Climate disasters — mainly drought — were also major triggers of food crises in 23 countries, two-thirds of them in Africa, and were responsible for pushing some 39 million people into acute food insecurity, said the report.

Entire communities and more children and women are in need of nutritional support compared to last year, and long lasting solutions are needed to reverse this trend, according to the report.

Conflict will likely remain a major cause of food crises in 2018, affecting Afghanistan, Central African Republic, Democratic Republic of Congo, north-eastern Nigeria and the Lake Chad region, South Sudan, Syria and Yemen as well as Libya and the central Sahel (Mali and Niger), the report warned.

War-wracked Yemen will mostly likely continue to be the largest food crisis by far. The situation there is expected to deteriorate, particularly because of restricted access, economic collapse and outbreaks of disease.

Meanwhile, the impact of severe dry weather on crop and livestock production is likely to worsen hunger in pastoral areas of Somalia, south-eastern Ethiopia and eastern Kenya, and in West African and Sahel countries including Senegal, Chad, Niger, Mali, Mauritania and Burkina Faso, the report predicted.
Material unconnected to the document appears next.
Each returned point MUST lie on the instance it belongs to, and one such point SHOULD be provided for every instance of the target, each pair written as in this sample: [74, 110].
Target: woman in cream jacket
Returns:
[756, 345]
“The consequences of conflict and climate change are stark: millions of more people severely, even desperately, hungry. The fighting must stop now and the world must come together to avert these crises often happening right in front of our eyes," said WFP Executive Director David Beasley.

Besides delivering vital humanitarian aid, development action needs to engage much earlier so as to tackle the underlying causes of extreme vulnerability to food scarcity and building resilience, the report argues.

“Food crises are likely to become more acute, persistent and complex given current trends and their root causes with devastating effects on the lives of millions of people," said Neven Mimica, EU Commissioner for International Cooperation and Development.

"We succeeded in producing a joint analysis globally with the annual Global Report on Food Crises. I am fully committed to take this approach forward as I am convinced that increased global dialogue, joint planning and coordinated responses will enable the EU, its partner countries as well as international partners to address better the root causes of food crises,” Mimica added.